Kassie finds the perfect donor, Roland (Patrick Wilson), and holds an insemination party (really!) where he, Roland, will bring his contribution and Kassie will later let the swimmers do their stuff. Wally is present; however, he's upset because he's been benched and proceeds to get drunk. While using the bathroom, he knocks over Roland's donor cup (whoops!) and substitutes his own swimmers for Roland's. No harm no foul. Or so he thinks. Seven years go by. Kassie, having left New York to raise her baby, Sebastian (Thomas Robinson), returns to the City. Wally and Sebastian are like two lost socks finally reunited. A matched pair. Same looks, same neuroses. Kassie, of course, doesn't see the similarities. Wally does. What to do? Tell Kassie all? Make the grand gesture? Declare his love for her and for Sebastian?

As mentioned, the formula is not new — not even the idea of young metro-women deciding that they don't need men to become mothers. Recall the recent Jennifer Lopez vehicle, "The Back-up Plan," wherein she is artificially inseminated, walks out of the doctor's office, and meets cute the guy she has been looking for pre-insemination. But what if she's pregnant? What to do?
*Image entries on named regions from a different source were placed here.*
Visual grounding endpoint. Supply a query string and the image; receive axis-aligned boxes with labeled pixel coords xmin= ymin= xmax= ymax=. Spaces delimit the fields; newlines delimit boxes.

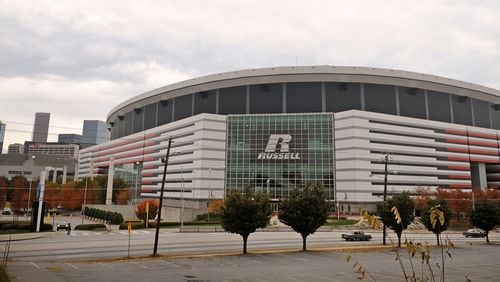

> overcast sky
xmin=0 ymin=0 xmax=500 ymax=152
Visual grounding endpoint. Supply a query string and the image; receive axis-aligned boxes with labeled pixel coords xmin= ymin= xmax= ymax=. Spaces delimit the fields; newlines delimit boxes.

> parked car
xmin=56 ymin=221 xmax=71 ymax=231
xmin=462 ymin=228 xmax=486 ymax=238
xmin=2 ymin=208 xmax=12 ymax=215
xmin=342 ymin=230 xmax=372 ymax=241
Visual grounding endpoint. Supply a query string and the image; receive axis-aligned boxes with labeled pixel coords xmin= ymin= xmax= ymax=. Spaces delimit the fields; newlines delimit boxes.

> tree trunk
xmin=241 ymin=234 xmax=248 ymax=254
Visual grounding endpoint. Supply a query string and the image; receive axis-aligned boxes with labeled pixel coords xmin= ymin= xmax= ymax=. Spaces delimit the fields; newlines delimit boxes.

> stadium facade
xmin=79 ymin=66 xmax=500 ymax=217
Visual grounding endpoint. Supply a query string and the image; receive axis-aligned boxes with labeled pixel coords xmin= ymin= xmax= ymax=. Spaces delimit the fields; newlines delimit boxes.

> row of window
xmin=111 ymin=82 xmax=500 ymax=139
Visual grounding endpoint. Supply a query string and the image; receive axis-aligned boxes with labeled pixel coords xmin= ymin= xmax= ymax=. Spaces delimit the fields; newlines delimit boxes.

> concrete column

"The Back-up Plan" was tedious and contrived with few good comedic scenes. "The Switch" suffers from the same lack of inspiration. It seems a bit half-hearted. The protagonists — Kassie and Wally — have an absence of real chemistry and it's not clear why they've been friends for more than a decade. There's no engaging dialogue, no edge to this film, no moment that is sweet and endearing, and the scenes that should be laugh-out-loud funny aren't. It's neither romantic nor comedic and joins a growing list of rom-com misses.